Das Spektrum der Projektfelder reicht von der „Verminderung von Umweltbeeinträchtigungen, wie Lärmschutz und CO2-Reduktion, Gewässer-Renaturierung und Erhalt natürlicher Lebensräume und Initiativen zur Abfallbeseitigung” über „Maßnahmen zu spürbaren Umweltverbesserungen, wie die Schaffung umweltorientierter Wohn- und Arbeitsbereiche, die Erhaltung oder Neuanlage von Grün- oder Erholungszonen” und schließlich „Maßnahmen zur Energieeinsparung, wie der Einsatz neuer Technologien in der Wärmeerzeugung, Energieeinspartechnologien in der Beleuchtung, Wärmedämmmaßnahmen in der Gebäudetechnik”.

Ebenso weit ist der Kreis der potenziellen Teilnehmer. „Der Klimaschutzpreis kann an jede natürlich und juristische Person verliehen werden.” Als Beispiele ungewöhnlicher Ideen nannte Gerstner eine Jugendfeuerwehr, die ein später gut angenommenes Insektenhotel baute, und eine Oberstufenschülerin, die sich geradezu wissenschaftlich mit dem Thema Energieeinsparung durch den Einsatz von LED-Lampen in Ampelanlagen auseinandersetzte.

„Ich hoffe, dass viele Ideen zu Ihnen kommen”, gab er den drei Bürgermeistern freie Hand. In den Rathäusern können die Projektvorschläge abgeben werden. In jeder Verwaltung ist eine Kraft abgestellt, bei der die Fäden zusammenlaufen. Eigenständig werden in Jülich, Linnich und Titz die Projekte bewertet und „belohnt”. Auf Wunsch wird RWE die Jury beraten. Jeder Kommune steht es frei, wie sie ihr Preisgeld aufteilt.
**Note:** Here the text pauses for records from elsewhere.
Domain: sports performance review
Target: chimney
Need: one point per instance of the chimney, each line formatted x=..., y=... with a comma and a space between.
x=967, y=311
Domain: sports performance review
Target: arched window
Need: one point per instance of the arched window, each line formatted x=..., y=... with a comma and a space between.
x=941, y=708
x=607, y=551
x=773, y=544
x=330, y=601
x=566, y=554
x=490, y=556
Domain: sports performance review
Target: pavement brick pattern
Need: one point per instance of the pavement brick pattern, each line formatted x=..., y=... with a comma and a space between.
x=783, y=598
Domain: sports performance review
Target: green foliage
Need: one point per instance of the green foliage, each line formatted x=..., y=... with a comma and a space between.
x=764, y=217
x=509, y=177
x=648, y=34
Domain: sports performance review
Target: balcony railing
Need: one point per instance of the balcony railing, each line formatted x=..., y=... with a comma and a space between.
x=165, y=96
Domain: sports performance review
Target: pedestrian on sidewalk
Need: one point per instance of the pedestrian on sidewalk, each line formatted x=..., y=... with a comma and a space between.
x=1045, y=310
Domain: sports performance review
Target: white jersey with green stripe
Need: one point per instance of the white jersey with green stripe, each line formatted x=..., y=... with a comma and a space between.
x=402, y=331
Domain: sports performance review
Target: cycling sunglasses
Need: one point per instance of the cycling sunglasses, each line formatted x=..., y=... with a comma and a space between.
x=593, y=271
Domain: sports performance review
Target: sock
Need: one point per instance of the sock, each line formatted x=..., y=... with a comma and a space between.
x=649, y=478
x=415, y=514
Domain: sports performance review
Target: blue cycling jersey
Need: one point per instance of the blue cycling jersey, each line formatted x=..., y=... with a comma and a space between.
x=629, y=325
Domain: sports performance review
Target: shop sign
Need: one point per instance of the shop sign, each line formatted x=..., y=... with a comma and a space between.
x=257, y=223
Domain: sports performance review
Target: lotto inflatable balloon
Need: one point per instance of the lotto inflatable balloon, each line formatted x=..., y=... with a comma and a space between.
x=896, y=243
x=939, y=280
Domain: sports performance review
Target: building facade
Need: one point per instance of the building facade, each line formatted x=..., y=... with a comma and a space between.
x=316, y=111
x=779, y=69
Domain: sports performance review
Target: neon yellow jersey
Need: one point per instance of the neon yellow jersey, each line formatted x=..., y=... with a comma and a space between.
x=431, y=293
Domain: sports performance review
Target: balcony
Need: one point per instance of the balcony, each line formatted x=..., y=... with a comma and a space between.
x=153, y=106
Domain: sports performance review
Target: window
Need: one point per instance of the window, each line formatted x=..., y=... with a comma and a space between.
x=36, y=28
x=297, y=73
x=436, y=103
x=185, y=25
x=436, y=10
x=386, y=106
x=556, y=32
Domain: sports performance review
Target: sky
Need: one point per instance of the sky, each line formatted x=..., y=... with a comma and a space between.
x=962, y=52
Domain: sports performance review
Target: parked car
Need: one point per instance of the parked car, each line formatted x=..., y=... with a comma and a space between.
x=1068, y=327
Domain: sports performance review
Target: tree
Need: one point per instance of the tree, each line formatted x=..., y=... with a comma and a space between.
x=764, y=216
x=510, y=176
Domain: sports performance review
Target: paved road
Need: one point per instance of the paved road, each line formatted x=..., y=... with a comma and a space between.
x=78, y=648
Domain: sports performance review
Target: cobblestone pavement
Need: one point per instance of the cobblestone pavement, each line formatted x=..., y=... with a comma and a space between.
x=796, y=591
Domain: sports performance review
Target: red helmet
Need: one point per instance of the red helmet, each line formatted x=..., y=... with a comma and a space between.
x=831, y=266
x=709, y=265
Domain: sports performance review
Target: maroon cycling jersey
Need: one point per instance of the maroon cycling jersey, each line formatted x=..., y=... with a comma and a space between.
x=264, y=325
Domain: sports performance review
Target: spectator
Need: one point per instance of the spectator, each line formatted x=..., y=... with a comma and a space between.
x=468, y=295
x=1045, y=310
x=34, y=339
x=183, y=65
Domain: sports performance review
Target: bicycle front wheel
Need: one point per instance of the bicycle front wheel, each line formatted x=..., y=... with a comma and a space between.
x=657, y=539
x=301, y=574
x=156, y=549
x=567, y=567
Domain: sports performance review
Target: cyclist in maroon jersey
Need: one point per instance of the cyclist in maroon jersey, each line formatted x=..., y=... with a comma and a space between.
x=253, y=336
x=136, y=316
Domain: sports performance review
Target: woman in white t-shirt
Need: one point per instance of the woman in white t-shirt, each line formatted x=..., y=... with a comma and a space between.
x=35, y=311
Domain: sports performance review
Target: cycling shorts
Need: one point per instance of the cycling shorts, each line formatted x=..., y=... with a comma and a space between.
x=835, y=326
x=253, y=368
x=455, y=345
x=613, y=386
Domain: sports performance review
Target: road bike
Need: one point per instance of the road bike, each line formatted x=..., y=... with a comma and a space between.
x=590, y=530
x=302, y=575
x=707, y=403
„Es geht auch um die die Breitenwirkung. Daher würden wir wohl eine Splittung des Preisgeldes vornehmen”, signalisierte Heinrich Stommel. Er zeigte sich erfreut über das Engagement des Energiekonzerns, da die finanziellen Möglichkeiten der Kommunen immer geringer würden. Der Titzer Bürgermeister Jürgen Frantzen griff eine Parole der 1990er Jahre auf: „Global denken, lokal handeln. Da passt der Preis sehr schön.” Er zeigte sich überzeugt, dass das Angebot von Vereinen, Initiativen und Schulen, in denen dafür explizit Werbung gemacht werden soll, auf fruchtbaren Boden falle.

Auch Linnichs Bürgermeister Wolfgang Witkopp setzt auf die Jugend. „Wir werden einen Schwerpunkt auf Kindergärten und Schulen legen.” Der Preis sei willkommene Gelegenheit, über Fragen des Klimaschutzes nachzudenken, der eine lokale Aufgabe sei.